There was no demon, just an empty stage, and an audience looking to me to pick the first performer. I picked at random with a shaking hand. Everyone looked at the performance as I looked away.

I felt the back of my head, though I could not feel the paths I knew existed. My breathing shallowed. Everyone was acting normal, but not because they wanted to. I ran away. Through the doors. Up the stairs. To the highest tower.

It was no use. The curtain had been pulled back on the great magic trick, and I would never again know peace. Even as I cowered in a wardrobe, I felt the impulses shoot out in waves, maintaining normalcy, and keeping everyone away from me.

What part of me had I given to that horrid thing? How long had it been leeching my existence? Was my time up? Was I no longer useful? Was that why it now revealed the horrid truth to me? Had this whole thing been its abominable scheme?

Why me?

I could not breathe. My heart exhausted itself in a furious labor. Would my wife comforting me actually help? I crushed my head in my hands. Was my wife doing what she would actually do? My children? My subjects?

The book. I ran down the stairs. I flung my clothes from my wardrobe. Emptied the night stand. Crawled under the bed. Nothing. How cruel that demon to force it upon me and then tear it away when I needed it.

I slumped against my bed. The tingling of the back of my head grew into an incessant burning. None disturbed me as I crawled under the blankets. I drifted in and out of consciousness until the morning. My wife was next to me.

She did not speak. No one did. Were the people I lived with the real ones? Or was it just part of the trick? A false promise? No answers came to me. I clung to this wretched existence of lies, this home without warmth.

Some days my wife moved with all the grace I had married her for, and others she moved like an animal in human skin. Some days I was greeted as a hero, others I found all stared at me with judgement. Some days I was surrounded by my family and some I was abandoned.

I don’t remember how many months this went on, only how it ended. As I presided over one of the many lifeless revelries that had taken place, the answer that I had been searching for came to me.

I had lost.

Whatever that thing that had unleashed death upon Carcosa had gotten what it had wanted. What was done could not be undone.
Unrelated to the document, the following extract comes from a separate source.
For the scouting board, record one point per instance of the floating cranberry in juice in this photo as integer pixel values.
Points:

I did not fear or loathe or shrink away from the false kingdom I had created any longer.

I laughed for the first time since the death of my kingdom. I had been given years of extra time with my wife, my children, my kingdom. Didn’t that make me the winner, even in a small way? Was the peace I had not real despite the truth? The specter in yellow had inflicted a great cruelty upon me, but I still had my own will.

It was that epiphany that led to a last festival, a grand farewell. It was a subdued affair. As the twin suns began to set, I smiled at my wife and everyone shared a moment of silent understanding. I rose, everyone rose, and then all departed for their homes to make preparations.
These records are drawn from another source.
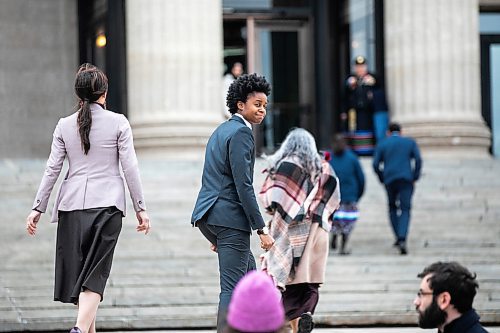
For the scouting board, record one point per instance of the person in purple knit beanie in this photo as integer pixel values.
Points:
(256, 306)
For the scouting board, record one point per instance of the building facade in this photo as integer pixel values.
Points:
(436, 60)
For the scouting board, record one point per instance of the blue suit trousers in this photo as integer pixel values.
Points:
(399, 194)
(235, 260)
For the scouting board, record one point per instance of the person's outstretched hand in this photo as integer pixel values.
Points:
(144, 223)
(266, 242)
(31, 222)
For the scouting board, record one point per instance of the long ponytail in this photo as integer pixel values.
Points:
(84, 122)
(90, 84)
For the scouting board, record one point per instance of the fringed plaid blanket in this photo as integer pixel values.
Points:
(289, 195)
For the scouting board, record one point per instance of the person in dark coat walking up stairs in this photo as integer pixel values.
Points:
(392, 163)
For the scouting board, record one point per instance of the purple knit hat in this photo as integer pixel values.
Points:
(256, 304)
It was time for my final act as king.

I felt for the connections at the back of my head, and for the first and only time I sent a conscious command to everyone. Gather. My wife left my side and I looked out the window. People were leaving their homes and joining the ever growing mass.
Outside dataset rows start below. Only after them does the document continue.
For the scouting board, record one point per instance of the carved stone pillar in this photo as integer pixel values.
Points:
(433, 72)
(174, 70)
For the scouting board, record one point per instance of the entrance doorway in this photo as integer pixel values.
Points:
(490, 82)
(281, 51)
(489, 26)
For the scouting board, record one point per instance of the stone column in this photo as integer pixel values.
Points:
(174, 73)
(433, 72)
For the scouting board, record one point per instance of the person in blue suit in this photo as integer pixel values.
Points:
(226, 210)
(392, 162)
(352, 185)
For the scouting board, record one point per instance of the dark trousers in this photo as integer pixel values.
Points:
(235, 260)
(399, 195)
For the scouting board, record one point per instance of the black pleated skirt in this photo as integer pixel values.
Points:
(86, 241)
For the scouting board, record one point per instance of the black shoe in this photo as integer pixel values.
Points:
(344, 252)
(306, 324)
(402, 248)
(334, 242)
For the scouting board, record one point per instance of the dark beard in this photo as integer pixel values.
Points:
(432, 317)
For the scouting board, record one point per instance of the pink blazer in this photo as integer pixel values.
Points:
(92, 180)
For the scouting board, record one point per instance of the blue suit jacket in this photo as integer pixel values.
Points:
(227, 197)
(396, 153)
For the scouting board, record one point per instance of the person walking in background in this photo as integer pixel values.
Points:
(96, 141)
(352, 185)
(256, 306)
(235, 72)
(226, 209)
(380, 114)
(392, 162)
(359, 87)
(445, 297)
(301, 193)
The procession made its way to the lake of Hali, the countless pinpricks of light from their candles an ethereal trail that all followed. They waited for me at the shore. I approached and they started a quiet rendition of Cassilda’s song before marching forward.

One by one they disappeared beneath the gentle waves and one by one I bade them farewell. The lake remained a perfect mirror to the sky above with its strange moons; its surface refusing to be disturbed by the procession of spirits.

As the last one left I fell to my hands and knees. Tears rolled off my face and into the lake, where they joined the others below. I remained in this state for hours. When the tears stopped I picked up the pieces of my self and stood back up. I stared out over the lake.

On the opposite shore stood that ghost that had led me to that tome and exposed the price. Every detail of its pallid mask was illuminated by the moonlight. It stared at me and me at it. Then, it beckoned, and I obliged.